ByGloria Tessler, Gloria Tessler

Opinion

When the EU was formed England had a heart - where do we stand now?

June 28, 2016 15:26
3 min read

I could have been born a Hungarian if my father’s family had not upped and left for Grimsby many years ago. I could have been born in Russia if my mother’s family had not done likewise. And had that immigration into Britain not taken place, I could have been murdered, like so many others, by Hitler’s death machine.

In the mid 20th century this country reached out its hand to European Jews. Not, of course, to all of them. And not always kindly, as we know from the internment camps on the Isle of Man and elsewhere to which refugees from the Nazis were sent in the mistaken belief that they were German spies.
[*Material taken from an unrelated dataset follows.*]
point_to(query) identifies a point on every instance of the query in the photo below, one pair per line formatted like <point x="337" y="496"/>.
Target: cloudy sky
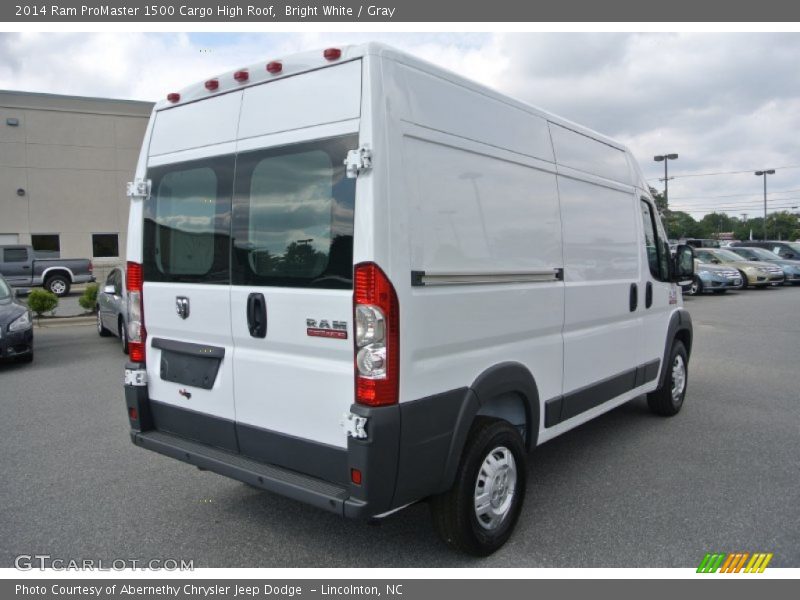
<point x="727" y="103"/>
But Britain did reach out to the children who came here via Kindertransport, and to those, like my second mother Gina, who left her Czech homeland and her family just as Hitler entered it. This country reached out in the very teeth of Nazi totalitarianism, and that hand of friendship was possibly the first glimmer of kindness on a bleak horizon.

The refugees became the new Britons in the wake of the Second World War. And it wasn’t easy – not for them and not for British communities that had to accept them. Our new countrymen and women had to find it in their hearts to absorb a people so different from themselves, yet divided from the continent by a mere 20 mile stretch of English Channel. Perhaps they feared that absorbing these Europeans brought the idea of the feared Nazi invasion closer. Or perhaps they had no imagination to feel or sense it. We can never know, as many of us were not born. The British had to accept the stranger in their midst, and for many, just as in our present times, to accept that stranger is no easy thing.

There are reports that even Jewish families treated young Jewish refugee girls, who had arrived without friends, family, or a knowledge of English, as servants. Gina had the guts to leave the strict Scottish school where she thought she would be a teacher but worked as a domestic, and was treated as a nobody.